As is the case with aircraft, failures of which result in truly catastrophic and totally unacceptable consequences we appear to have reduced the probability of disaster to a level that is acceptable to sufficient numbers of people that they are willing to live with the remaining risk.
Same thing with automobiles (my own example). The last time I checked the numbers, I think they were still the largest cause of death and destruction in North America. And buildings. Aren't household accidents another very significant source of damage to humans?
The question is not "HOW" we fly planes or go to space or ... etc. It's "WHY". The fact you ask the question makes it clear that even you understand the implicit risk involved in all of those activities. Because we have been completely incapable of designing it out.
The mitigating factor is, again, human, not "design". That is, we have weighed the tradeoffs and appear to be willing, in sufficiently large numbers, to accept the risks for the utility they (cars, airplanes, whatever) provide. The ongoing push by the public to improve safety in all of the examples you provide is proof positive that "design" has not - yet - won. And may never. It has simply reduced it to the point where large numbers of us are willing to take the remaining risk.
Your micro-reactor example designs something entirely different. That changes the problems. It MAY change them sufficiently for the solution to be safely deployed if you look at it tactically; producing something with similar failure consequences to, say, the failure of a large electric motor. But does it cause other problems that are equally destructive, just different?
Ferinstance, the resources consumed to build all those teeny-tiny reactors. The severely limited numbers who could afford them. Do they "scale" -- large numbers of small reactors -- as "well" as the big ones? Etc?
Viewed holistically I'm not certain it's a "better" or even "safer" approach.
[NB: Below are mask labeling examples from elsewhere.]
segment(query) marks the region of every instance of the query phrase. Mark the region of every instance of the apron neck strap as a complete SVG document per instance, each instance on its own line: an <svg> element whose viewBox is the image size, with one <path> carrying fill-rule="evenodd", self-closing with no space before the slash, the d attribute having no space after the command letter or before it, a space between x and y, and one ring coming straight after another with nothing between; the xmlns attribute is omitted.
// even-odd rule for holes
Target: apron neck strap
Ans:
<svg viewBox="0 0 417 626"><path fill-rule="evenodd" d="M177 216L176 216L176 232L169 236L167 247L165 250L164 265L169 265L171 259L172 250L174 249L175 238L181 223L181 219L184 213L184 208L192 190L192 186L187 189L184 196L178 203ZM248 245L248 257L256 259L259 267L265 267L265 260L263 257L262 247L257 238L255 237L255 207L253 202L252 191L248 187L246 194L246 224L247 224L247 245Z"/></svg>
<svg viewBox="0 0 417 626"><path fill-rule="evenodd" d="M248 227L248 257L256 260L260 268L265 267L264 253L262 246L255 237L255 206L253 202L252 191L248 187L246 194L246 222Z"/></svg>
But the possibilities are clearly intriguing.
Unfortunately that's not what the main proponents of nuclear power -- in particular governments (those that are supportive) and the power companies -- desire to build. The current power infrastructures (electrical grid and politics/business) can't easily accommodate them. The Powers That Be want to build the big complicated thingies that produce really big problems, even if only occasionally.
No, I'm not proposing we stop doing anything that's unsafe (hell, I own and ride two motorcycles and, even though I'm coming up 65, one of the things at the top of my bucket list is to learn to ski). That's not the discussion. The debate is whether "design" can at least "overcome", if not "eliminate", the most significant risks of endeavors like building and operating large nuclear plants. I, and at least a couple others, maintain that it cannot. It can't even succeed in smaller, less complex objects like personal motor vehicles. Or extension cords.
Because you can't design around humans who WILL, through stupidity or cupidity, choose to ignore, impair or dismantle the very things in the designs that would, otherwise, keep us safe.